Le mouvement de protestation en Thaïlande ne faiblit pas. Ils étaient encore des dizaines de milliers dimanche à défier le pouvoir en place. Les manifestants réclament plus de démocratie, mais aussi la libération des figures du mouvement arrêtées ces derniers jours.
Pour la quatrième journée consécutive, des dizaines de milliers de manifestants pro-démocratie ont bravé dimanche 18 octobre, l'interdiction de rassemblement à Bangkok pour réclamer la démission du Premier ministre et une réforme de la monarchie.
Le plus gros rassemblement, réuni près du Monument de la Démocratie au cœur de la capitale, a chanté l'hymne national, levant trois doigts, geste de résistance emprunté au film "Hunger Games".
Les tensions du vendredi 16 octobre, où la police a évacué les protestataires à l'aide de canons à eau, n'ont pas dissuadé la contestation constituée d'une majorité de jeunes.
Plusieurs manifestants brandissaient des portraits de leaders de la contestation arrêtés ces derniers jours, dont celui de l'activiste Anon Numpa détenu à Chiang Mai (nord).
"Parler librement du roi"
"Il n'y aura pas de démocratie dans ce pays sans réforme de la monarchie", commente un jeune homme de 24 ans, sous couvert d'anonymat.
"Je veux pouvoir parler librement du roi, c'est un droit légitime", a lancé une étudiante.
Le mouvement exhorte à l'abrogation de la loi de lèse-majesté qui punit de trois à quinze ans de prison toute diffamation ou insulte envers le monarque et sa famille. Il demande aussi davantage de transparence dans les finances de la richissime monarchie et la non-ingérence du souverain dans les affaires politiques.
![Nouvelle démonstration de force du mouvement pro-démocratie en Thaïlande Nouvelle démonstration de force du mouvement pro-démocratie en Thaïlande](/data/posts/2022/07/25/1658763837_Nouvelle-demonstration-de-force-du-mouvement-pro-democratie-en-Thailande_1.jpg)
Le roi Maha Vajiralongkorn n'a pas directement commenté les événements, mais déclaré que la Thaïlande avait "besoin d'un peuple qui aime son pays".
"Si les manifestants défient la loi, les forces de l'ordre feront tout ce qui est nécessaire pour la faire appliquer", a averti le porte-parole de la police nationale.
12 coups d'État depuis 1932
Les protestataires demandent aussi la démission du Premier ministre, le général Prayut Chan-o-cha, porté au pouvoir par un coup d'État en 2014 et légitimé par des élections controversées en 2019.
Certains dénoncent son "mauvais" bilan économique alors que le pays, verrouillé depuis la pandémie de coronavirus et très tributaire du tourisme, est en pleine récession, avec des millions de personnes sans emploi.
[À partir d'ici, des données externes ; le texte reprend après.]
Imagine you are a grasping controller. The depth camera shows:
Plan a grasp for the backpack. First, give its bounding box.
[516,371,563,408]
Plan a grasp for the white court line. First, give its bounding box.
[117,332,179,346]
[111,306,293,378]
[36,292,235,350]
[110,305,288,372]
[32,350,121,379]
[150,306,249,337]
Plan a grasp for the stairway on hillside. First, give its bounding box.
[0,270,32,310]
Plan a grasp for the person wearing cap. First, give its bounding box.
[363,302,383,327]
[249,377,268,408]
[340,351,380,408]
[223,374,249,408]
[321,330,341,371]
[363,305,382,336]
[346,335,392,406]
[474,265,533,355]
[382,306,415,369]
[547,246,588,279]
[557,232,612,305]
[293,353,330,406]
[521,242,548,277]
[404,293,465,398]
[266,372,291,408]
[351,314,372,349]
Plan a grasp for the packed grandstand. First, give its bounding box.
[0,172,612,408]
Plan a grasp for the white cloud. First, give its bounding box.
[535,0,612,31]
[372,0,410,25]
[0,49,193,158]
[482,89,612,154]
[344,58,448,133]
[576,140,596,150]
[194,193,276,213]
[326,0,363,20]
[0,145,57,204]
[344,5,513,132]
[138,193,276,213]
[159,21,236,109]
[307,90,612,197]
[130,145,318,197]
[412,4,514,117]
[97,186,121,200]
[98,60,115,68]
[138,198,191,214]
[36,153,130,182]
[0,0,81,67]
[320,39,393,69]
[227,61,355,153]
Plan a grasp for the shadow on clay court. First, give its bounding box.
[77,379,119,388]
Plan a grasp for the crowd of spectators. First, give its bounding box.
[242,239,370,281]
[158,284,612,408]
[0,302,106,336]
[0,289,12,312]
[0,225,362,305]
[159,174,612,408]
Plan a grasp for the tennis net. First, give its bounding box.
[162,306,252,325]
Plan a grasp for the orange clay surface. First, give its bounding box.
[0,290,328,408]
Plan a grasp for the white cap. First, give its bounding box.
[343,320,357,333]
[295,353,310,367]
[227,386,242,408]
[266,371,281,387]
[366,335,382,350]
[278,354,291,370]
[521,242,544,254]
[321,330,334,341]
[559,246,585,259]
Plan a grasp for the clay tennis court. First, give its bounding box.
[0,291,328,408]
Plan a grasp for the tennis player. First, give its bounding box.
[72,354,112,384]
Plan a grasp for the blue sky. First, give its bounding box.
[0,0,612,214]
Interdiction des rassemblements de plus de quatre personnes, proscription des publications en ligne jugées "contraires à la sécurité nationale" : les autorités ont déjà promulgué jeudi des mesures d'urgence pour tenter de briser la contestation. Elles ont motivé leur décision en dénonçant des incidents à l'encontre d'un cortège royal : des dizaines de manifestants avaient levé mercredi trois doigts devant le véhicule de la reine Suthida en signe de défi.
Le décret d'urgence promulgué est "un feu vert […] pour violer les droits fondamentaux et opérer des arrestations arbitraires en toute impunité", a déploré samedi l'ONG Human Rights Watch, alors que plusieurs dizaines d'activistes ont été arrêtés ces derniers jours.
La Thaïlande est habituée aux violences politiques, avec 12 coups d'État depuis l'abolition de la monarchie absolue, en 1932. Certains observateurs relèvent qu'une nouvelle prise du pouvoir par les militaires pourrait être envisageable si la situation devait perdurer.